TSX: “TGL” & NASDAQ: “TGA”
CALGARY, Alberta, May 16, 2017 (GLOBE NEWSWIRE) — TransGlobe Energy Corporation (“TransGlobe” or the “Company”) is pleased to announce that is has entered into a credit agreement for a revolving reserve-based lending facility (“RBL”) with Alberta Treasury Branches (“ATB”). All dollar values are expressed in United States dollars unless otherwise stated.
Pursuant to the credit agreement, the RBL commitment is a maximum of C$30 million. The amount available to be drawn on the RBL will be dependent upon the borrowing base, which is determined with reference to the Company’s proved oil and gas reserves in Canada, as evaluated in the most recent reserve report(s) and delivered pursuant to the credit agreement. As of the closing date, the borrowing base was set at C$30 million. Redeterminations of the borrowing base are scheduled semi-annually, with the first redetermination scheduled for November 30, 2017. Amounts drawn on the RBL bear interest at a rate of either ATB Prime or CDOR (Canadian Dollar Offered Rate) plus an applicable margin that varies from 1.25% to 3.25% depending upon the Company’s net debt to trailing cash flow ratio.
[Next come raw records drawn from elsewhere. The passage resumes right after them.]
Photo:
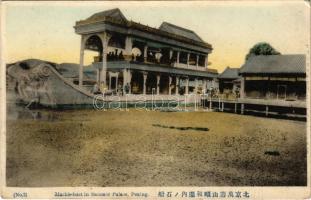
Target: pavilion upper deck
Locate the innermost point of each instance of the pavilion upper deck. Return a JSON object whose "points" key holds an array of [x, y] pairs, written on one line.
{"points": [[117, 39], [127, 40]]}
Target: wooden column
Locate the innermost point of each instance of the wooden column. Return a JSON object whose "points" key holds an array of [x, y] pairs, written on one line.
{"points": [[177, 86], [187, 86], [169, 85], [145, 53], [145, 82], [81, 61], [105, 39], [158, 84]]}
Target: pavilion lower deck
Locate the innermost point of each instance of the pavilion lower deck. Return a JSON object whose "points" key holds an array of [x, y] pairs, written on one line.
{"points": [[261, 107]]}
The RBL is secured by a first floating charge over all real and personal property and after acquired assets of TransGlobe, and an unconditional undertaking to grant a first fixed charge on all real property interests upon request by ATB. The Company’s foreign subsidiaries that hold the production in the Arab Republic of Egypt have not granted guarantees or security for the obligations of the Company under the RBL.
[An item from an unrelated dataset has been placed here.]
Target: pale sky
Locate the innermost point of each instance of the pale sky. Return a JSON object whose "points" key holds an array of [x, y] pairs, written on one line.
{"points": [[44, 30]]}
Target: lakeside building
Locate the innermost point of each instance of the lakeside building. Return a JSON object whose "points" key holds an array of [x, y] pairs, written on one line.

The RBL includes the following financial covenants:
- Working capital ratio must not be less than 1.0:1. Working capital ratio is defined as the ratio of (i) current assets plus any undrawn availability under the RBL, to (ii) current liabilities less (to the extent included therein) any amount drawn under the RBL; and
- Net debt to trailing cash flow ratio must not be greater than 3.0:1. Net debt is defined as total debt less current assets, and trailing cash flow is defined as cash flow for the two most recently completed fiscal quarters, annualized.
TransGlobe will initially use the funds available under the RBL to repay the existing C$15 million vendor-take-back loan outstanding which had an interest rate of 10% per annum and repayment of principal over 24 months. The remaining funds will be used as necessary to carry out the Company’s capital expenditure program in Canada.
The Company’s 2017 capital program of $56.4 million (before capitalized G&A) consists of a $35.2 million firm budget and a $21.2 million contingent budget, and includes $40.2 million for Egypt and $16.2 million (C$22.4 million) for Canada. It is expected that 2017 production will average between 15,500 and 18,500 boepd, representing a 30% to 55% increase over 2016 production. The 2017 production outlook is provided as a range to reflect the firm and contingent budget.
TransGlobe Energy Corporation is a Calgary-based, growth-oriented oil and gas exploration and development company whose current activities are concentrated in the Arab Republic of Egypt and Canada. TransGlobe’s common shares trade on the Toronto Stock Exchange under the symbol TGL and on the NASDAQ Exchange under the symbol TGA.